No caso em tela, só não entendo mesmo é por quais razões, numa altura em que a sociedade angolana padece, como em nenhum outro momento da sua historia recente, de todos os tipos de problemas, - não os preciso nomear aqui, todos nós os conhecemos muito bem, - oh meu Deus, foi inscrito no OGE revisto (pasmem), uma rubrica destinada a construção de um Centro Clínico Dentário exclusivo para o Presidente da República no âmbito do Programa de Investimentos Públicos? Isso é uma actitude racional/virtuosa? Claramente que não, muito pelo contrário essa actitude configura um crime, passível de responsabilização política e até penal comissiva e omissivamente! Isso é um tapa na cara de todos nós, o povo!

 

É deveras repugnante e inaceitável, sobretudo se levarmos em consideração o facto de que o orçamento da tal clínica perpassava em muito o orçamento combinado de vários sectores importantes tais como os serviços de bombeiros, ensino pré-escolar, educação especial, equipamentos médicos, sem falar, dentre outros, a proteção social e emprego – me desculpem, eu não consigo deixar de vislumbrar uma certa maldade proposital, coisa de sociopata, nessa actitude, não é possível!

 

A política é a arte do bem fazer, do serviço ao próximo, de paixão pelo serviço público segundo as regras prescritas na lei e nos princípios à ela conexos e eu simplesmente não vejo em João Lourenço essa paixão.

 

Todos nós somos livres, mas não me peçam, por favor, para encontrar virtude e aplaudir o facto de, por pressão da sociedade, o próprio Presidente da República ter colocado essa pretensão de lado.

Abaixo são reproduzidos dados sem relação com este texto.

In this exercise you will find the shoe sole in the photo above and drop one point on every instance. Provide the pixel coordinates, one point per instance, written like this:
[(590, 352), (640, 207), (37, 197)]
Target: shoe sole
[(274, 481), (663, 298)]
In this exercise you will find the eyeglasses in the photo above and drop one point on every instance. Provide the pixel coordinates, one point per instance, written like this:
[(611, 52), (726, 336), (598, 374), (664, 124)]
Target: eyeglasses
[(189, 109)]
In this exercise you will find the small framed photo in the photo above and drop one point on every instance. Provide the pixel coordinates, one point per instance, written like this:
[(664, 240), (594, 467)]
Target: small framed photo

A razão é muito simples: os jornais publicaram que o Sr. Presidente da República fê-lo por pressão da sociedade e não por consciência, logo não consigo encontrar virtude nisso!

 

No livro “Ética e Vergonha na Cara”, os filósofos brasileiros Mario Sergio Cortella e Clóvis de Barros Filho lançam, dentre outros, uma importante reflexão sobre o modo como orientamos as nossas escolhas, mostrando de que forma a vergonha encontra seu lugar na ética, a fim de que possamos pensar e agir para além do comodismo e dos prazeres individualmente percebidos em nosso dia a dia, quase como se fossem situações corriqueiras e típicas da cultura.

 

No nosso caso, olhando para a forma irresponsável como se gastam os dinheiros públicos e a forma passiva como as instituições que deveriam fazer o controlo olham passiva e impotentes sem fazerem nada, entenebrece a minha alma e consciência; assim, só me resta mesmo é escalar a montanha e do alto dela arautamente dizer o seguinte: venha logo a nós o teu reino, oh Senhor Jesus Cristo!